Rheumatoid Arthritis: Bové A

Ramos-Casals M, Brito-Zerón P, Soria N, Nardi N, Vargas A, Muñoz S, Bové A, Suárez B, Lozano F. · Department of Autoimmune Diseases, Laboratory of Autoimmune Diseases Josep Font, Institut d'Investigacions Biomèdiques August Pi i Sunyer, Barcelona, Spain. · Rheumatology (Oxford). · Pubmed #19056797 No free full text.

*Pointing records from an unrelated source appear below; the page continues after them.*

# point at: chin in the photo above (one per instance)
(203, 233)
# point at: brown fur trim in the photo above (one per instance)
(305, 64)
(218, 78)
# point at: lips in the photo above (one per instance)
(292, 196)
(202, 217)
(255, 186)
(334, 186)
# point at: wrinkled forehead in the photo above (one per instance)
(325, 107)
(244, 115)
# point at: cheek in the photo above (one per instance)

Abstract: OBJECTIVE: To investigate the association of mannose-binding lectin (MBL)-low genotypes with the clinical and immunological expression of primary SS. METHODS: Eighty-one patients with primary SS who fulfilled the 2002 classification criteria were included in the study. MBL2 polymorphisms were investigated by sequence-based DNA typing of the promoter and exon 1. Genotypes 0/0, 0/XA or XA/XA were considered as MBL-low and XA/A, A/0 and A/A as MBL-sufficient. Control groups included 46 patients who exclusively fulfilled the 1993 SS criteria, 114 SLE patients and 104 healthy individuals. RESULTS: Twelve (15%) SS patients had MBL-low genotypes, of whom six (7%) had genotype 0/XA, five (6%) had genotype 0/0 and one (1%) had genotype XA/XA. A higher prevalence of the XA/A genotype (32 vs 17%, P = 0.01) was found in primary SS patients in comparison with SLE patients. No patient with primary SS carrying MBL-low genotypes had purpura, glomerulonephritis or neurological involvement (0 vs 29%, P = 0.025). Immunologically, patients carrying MBL-low genotypes had a lower frequency of anti-Ro/SS-A antibodies (17 vs 55%, P = 0.014), anti-La/SS-B antibodies (8 vs 48%, P = 0.009) and low C4/C3 levels (0 vs 32%, P = 0.016). No patient with primary SS carrying the homozygous MBL-deficient genotype 0/0 had anti-Ro/SS-A or anti-La/SS-B antibodies, low C3/C4 levels or circulating cryoglobulins. CONCLUSION: SS patients with MBL-low genotypes have a less pronounced systemic and immunological disease expression in comparison with those carrying MBL-sufficient genotypes. In primary SS, MBL deficiency may represent a protective factor against the development of more aggressive autoimmune damage.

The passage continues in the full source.